Mûsâ aleyhisselâm bir fakiri gördü. Giyeceği olmadığı için kumun içine girmişti. Mûsâ aleyhisselâma, “Bana duâ et, cenâb-ı Hak bana yetişecek dünyalık versin, çünkü zaruretten bittim.” dedi. Mûsâ aleyhisselâm duâ edince, Allahü teâlâ ona dünyalık verdi. Mûsâ aleyhisselâm birkaç gün sonra o fakiri, yakalanmış ve kalabalık halk, onun başına toplanmış olarak gördü. Sebebini sorduğunda dediler ki:
“Bu adam şarap içmiş, kavga etmiş, birisini öldürmüş. Şimdi onu kısas yerine götürüyorlar.”
Mûsâ aleyhisselâm Allahü teâlânın adaletine bir kere daha îmân ve bu cüretinden dolayı istiğfar etti ve meâlen şu âyet-i kerimeyi okudu:
“Eğer cenâb-ı Hak kullarına rızkı lüzumundan fazla verseydi, yeryüzünde ne azgınlıklar yaparlardı.”

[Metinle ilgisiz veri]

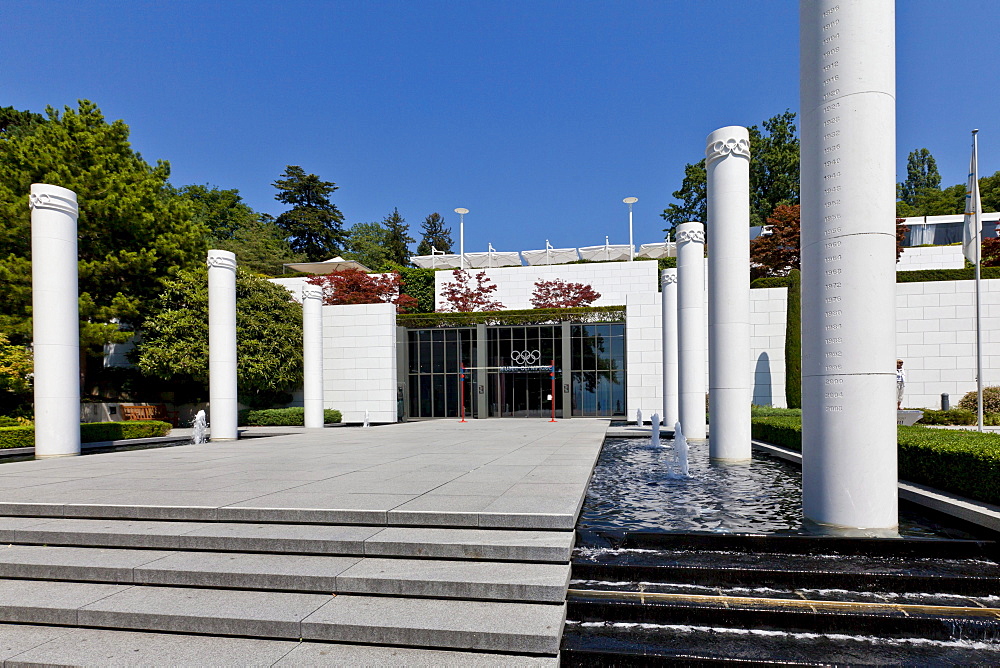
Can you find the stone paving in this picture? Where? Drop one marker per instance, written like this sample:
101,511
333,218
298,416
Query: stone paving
528,474
425,543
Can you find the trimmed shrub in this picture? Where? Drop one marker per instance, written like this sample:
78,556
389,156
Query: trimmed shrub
17,437
92,432
958,461
784,431
923,275
284,417
772,411
793,341
953,416
991,401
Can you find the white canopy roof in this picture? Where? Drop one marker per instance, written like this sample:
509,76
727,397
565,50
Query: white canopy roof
605,253
550,255
437,261
491,259
657,251
327,266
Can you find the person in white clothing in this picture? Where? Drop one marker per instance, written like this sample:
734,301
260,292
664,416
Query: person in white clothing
900,383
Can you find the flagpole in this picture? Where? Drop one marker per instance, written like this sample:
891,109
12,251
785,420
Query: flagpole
977,220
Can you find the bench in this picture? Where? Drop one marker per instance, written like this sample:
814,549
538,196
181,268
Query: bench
154,412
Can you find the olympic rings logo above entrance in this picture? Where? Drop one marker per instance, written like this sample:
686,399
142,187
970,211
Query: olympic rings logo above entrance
525,357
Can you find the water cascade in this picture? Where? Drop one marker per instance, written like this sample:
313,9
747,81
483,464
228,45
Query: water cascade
680,450
199,425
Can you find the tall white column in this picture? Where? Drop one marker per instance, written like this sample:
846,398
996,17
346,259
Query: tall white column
691,343
727,163
55,320
668,299
222,403
847,89
312,355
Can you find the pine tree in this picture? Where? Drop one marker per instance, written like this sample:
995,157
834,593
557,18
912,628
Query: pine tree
922,178
315,226
397,239
435,235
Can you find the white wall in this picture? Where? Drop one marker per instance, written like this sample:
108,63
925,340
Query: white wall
614,280
359,361
931,257
643,360
767,345
935,338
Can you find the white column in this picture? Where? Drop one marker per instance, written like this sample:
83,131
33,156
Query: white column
668,299
691,343
55,320
222,404
727,163
847,89
312,355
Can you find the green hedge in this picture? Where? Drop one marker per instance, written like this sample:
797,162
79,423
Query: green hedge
284,417
958,461
953,416
917,276
924,275
90,432
534,316
17,437
793,341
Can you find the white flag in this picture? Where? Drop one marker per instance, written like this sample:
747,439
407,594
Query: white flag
972,229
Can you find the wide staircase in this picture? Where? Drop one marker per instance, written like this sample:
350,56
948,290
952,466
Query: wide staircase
701,599
88,590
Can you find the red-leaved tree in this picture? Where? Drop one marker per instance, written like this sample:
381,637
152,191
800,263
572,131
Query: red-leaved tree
464,297
560,294
777,252
350,286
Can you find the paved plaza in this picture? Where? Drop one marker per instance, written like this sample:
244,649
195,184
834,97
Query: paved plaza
425,543
490,473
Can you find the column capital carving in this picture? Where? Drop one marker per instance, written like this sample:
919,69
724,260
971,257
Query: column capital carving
45,196
220,259
731,146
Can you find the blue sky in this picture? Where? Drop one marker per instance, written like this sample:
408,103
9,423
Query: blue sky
539,117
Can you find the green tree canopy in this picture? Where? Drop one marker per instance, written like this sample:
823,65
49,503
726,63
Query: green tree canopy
366,243
257,241
314,225
922,177
434,234
397,238
174,344
134,231
774,175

Herşeyin yaratıcısı olan Allahü teâlâ, herkese lâyık olduğu şeyi vermiştir. Seni zengin etmeyen, sana münasip olanı senden daha iyi bilir. Miskin kedinin eğer kanadı olsaydı, dünyadan serçenin neslini kaldırırdı. Öküzdeki iki boynuz eğer merkepte olsaydı, kimseyi yanına sokmazdı.